A semi-coherent search for optical pulsations from Scorpius X-1

TL;DR

This paper presents a novel semi-coherent optical pulsation search for Sco X-1, setting new upper limits on pulsation amplitude and demonstrating the potential of optical observations in detecting fast pulsars.

Contribution

First semi-coherent optical pulsation search for Sco X-1 using four years of data, improving sensitivity and highlighting optical methods for pulsar detection.

Findings

Set an upper limit of 9×10⁻⁵ on pulsed amplitude, four times lower than previous X-ray searches.

Demonstrated that semi-coherent analysis of optical data can be effective for pulsar searches.

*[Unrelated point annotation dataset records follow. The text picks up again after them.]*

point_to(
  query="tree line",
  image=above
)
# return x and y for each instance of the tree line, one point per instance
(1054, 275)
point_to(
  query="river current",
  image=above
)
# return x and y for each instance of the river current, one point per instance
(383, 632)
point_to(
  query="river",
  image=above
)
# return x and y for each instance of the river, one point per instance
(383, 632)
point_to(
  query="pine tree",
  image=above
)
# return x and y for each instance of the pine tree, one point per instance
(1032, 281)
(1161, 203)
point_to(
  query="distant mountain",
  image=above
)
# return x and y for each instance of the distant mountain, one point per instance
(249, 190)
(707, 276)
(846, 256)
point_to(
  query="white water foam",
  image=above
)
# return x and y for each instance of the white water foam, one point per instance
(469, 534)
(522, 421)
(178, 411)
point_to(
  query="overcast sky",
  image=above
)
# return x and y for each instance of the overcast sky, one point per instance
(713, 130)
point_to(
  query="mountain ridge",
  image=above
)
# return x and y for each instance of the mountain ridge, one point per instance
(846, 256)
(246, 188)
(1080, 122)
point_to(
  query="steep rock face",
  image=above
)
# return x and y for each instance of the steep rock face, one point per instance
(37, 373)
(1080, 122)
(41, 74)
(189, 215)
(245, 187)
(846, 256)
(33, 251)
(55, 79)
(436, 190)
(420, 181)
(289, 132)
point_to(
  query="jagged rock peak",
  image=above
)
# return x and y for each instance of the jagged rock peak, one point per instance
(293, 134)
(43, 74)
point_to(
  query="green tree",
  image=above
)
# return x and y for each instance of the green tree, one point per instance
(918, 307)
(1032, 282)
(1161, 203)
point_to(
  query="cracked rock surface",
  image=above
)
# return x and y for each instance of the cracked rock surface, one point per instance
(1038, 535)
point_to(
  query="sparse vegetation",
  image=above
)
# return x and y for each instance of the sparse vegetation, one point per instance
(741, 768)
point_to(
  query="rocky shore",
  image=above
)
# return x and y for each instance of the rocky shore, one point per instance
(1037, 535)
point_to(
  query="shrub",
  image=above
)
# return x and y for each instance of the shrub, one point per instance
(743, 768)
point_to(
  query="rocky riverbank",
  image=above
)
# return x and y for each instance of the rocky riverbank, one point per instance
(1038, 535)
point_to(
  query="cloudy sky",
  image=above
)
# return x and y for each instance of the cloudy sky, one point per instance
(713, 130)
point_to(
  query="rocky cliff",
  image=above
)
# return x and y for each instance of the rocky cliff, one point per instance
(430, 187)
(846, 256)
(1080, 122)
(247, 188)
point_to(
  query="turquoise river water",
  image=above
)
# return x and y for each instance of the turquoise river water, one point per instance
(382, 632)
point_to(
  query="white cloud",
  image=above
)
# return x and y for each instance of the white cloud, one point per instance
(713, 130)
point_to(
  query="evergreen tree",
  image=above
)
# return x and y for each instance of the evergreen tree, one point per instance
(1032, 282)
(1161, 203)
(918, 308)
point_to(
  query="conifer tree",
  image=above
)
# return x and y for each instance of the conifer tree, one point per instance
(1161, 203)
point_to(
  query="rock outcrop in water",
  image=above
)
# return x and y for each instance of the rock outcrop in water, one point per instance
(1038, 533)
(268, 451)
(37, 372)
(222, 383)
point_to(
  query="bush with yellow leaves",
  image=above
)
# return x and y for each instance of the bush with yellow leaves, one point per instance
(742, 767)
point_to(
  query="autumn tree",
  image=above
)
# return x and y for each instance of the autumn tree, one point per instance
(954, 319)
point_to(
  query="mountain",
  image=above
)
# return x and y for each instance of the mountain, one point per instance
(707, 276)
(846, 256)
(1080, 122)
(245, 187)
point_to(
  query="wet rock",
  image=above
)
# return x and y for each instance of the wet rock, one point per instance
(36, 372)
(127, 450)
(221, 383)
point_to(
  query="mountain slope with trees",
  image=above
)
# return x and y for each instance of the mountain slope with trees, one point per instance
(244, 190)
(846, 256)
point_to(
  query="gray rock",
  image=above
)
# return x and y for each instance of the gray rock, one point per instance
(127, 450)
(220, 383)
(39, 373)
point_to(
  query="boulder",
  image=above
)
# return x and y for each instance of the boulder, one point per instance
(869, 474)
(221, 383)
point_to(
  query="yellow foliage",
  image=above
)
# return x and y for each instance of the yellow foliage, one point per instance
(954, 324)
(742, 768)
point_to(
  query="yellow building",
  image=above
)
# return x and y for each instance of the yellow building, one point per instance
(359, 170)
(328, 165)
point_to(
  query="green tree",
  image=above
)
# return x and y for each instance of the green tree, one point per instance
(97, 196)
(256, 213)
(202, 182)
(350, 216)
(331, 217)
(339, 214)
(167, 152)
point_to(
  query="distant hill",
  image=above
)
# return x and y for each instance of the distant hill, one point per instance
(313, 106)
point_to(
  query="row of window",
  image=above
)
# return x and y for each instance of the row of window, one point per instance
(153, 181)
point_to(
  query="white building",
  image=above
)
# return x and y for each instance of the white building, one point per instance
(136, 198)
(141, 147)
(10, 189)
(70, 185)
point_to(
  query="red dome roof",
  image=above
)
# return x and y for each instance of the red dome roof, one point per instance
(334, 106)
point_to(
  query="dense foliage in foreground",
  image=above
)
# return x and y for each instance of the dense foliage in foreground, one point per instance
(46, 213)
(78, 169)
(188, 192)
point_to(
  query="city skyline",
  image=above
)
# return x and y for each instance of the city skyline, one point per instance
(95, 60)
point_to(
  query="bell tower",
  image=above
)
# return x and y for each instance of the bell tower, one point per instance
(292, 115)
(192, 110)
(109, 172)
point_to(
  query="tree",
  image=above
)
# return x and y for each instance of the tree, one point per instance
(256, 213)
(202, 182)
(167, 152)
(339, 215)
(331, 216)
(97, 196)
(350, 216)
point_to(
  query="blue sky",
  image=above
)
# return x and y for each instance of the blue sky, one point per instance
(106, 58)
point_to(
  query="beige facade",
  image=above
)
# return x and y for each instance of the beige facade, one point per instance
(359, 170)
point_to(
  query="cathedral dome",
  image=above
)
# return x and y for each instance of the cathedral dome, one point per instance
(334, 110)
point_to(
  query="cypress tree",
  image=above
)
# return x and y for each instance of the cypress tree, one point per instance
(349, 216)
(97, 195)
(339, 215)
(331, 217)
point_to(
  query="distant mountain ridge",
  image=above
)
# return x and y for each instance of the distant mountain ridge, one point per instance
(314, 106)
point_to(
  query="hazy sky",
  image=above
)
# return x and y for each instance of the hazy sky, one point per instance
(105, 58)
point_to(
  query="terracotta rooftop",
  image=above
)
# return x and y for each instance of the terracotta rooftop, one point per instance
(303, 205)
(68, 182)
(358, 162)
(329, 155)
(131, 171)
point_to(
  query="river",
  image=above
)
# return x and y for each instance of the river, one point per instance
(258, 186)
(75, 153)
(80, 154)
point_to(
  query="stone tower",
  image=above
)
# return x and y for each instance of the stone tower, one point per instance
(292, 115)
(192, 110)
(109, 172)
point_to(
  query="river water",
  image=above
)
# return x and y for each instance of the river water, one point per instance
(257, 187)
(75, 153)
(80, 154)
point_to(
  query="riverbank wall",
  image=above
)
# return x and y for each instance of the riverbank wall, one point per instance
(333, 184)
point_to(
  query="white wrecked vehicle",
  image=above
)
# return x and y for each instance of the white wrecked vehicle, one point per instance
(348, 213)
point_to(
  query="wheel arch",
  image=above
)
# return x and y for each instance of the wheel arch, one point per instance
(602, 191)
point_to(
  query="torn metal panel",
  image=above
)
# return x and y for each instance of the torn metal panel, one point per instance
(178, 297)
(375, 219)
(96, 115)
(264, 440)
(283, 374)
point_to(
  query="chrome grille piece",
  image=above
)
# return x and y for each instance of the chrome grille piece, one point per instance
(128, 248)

Showed potential for optical observations to precede radio detection of millisecond pulsars.

Abstract

The emission of continuous gravitational waves (CWs) possibly explains why pulsars spinning with a period shorter than a millisecond have not been observed so far. Neutron stars accreting mass at the highest rates are the most promising targets for a search for CWs, because a strong emission of gravitational waves is required to balance the torque exerted by mass accretion onto the neutron star. Detecting coherent pulsations in the electromagnetic emission maximizes the search sensitivity, but has so far not been successful for most of the brightest accreting neutron stars. Here, we present the first search for pulsations in the optical band from the brightest accreting neutron star known, Sco X-1. To this end, we tailored semi-coherent search strategies to data obtained over four years, for a total of $\sim$$56$ ks, by the SiFAP2 fast photometer mounted at the Telescopio Nazionale Galileo (TNG). These searches are especially suited to analysing long observations of systems for which only limited knowledge on the orbital parameters is available, and involve joining coherent analyses on shorter segments without connecting the spin phase between them. The large count rates afforded by an optical telescope and the efficiency of the search strategy employed allowed us to set an upper limit of $9 \times 10^{-5}$ to the pulsed amplitude, which is lower by a factor of four with respect to previous searches in the X-ray band. We also show that the application of semi-coherent searches to SiFAP2 observations of the first detected optical millisecond pulsar, PSR J1023+0038, could have preceded its detection in the radio band. These results highlight the role played by high-time-resolution optical observations in performing deep searches of quickly rotating pulsars.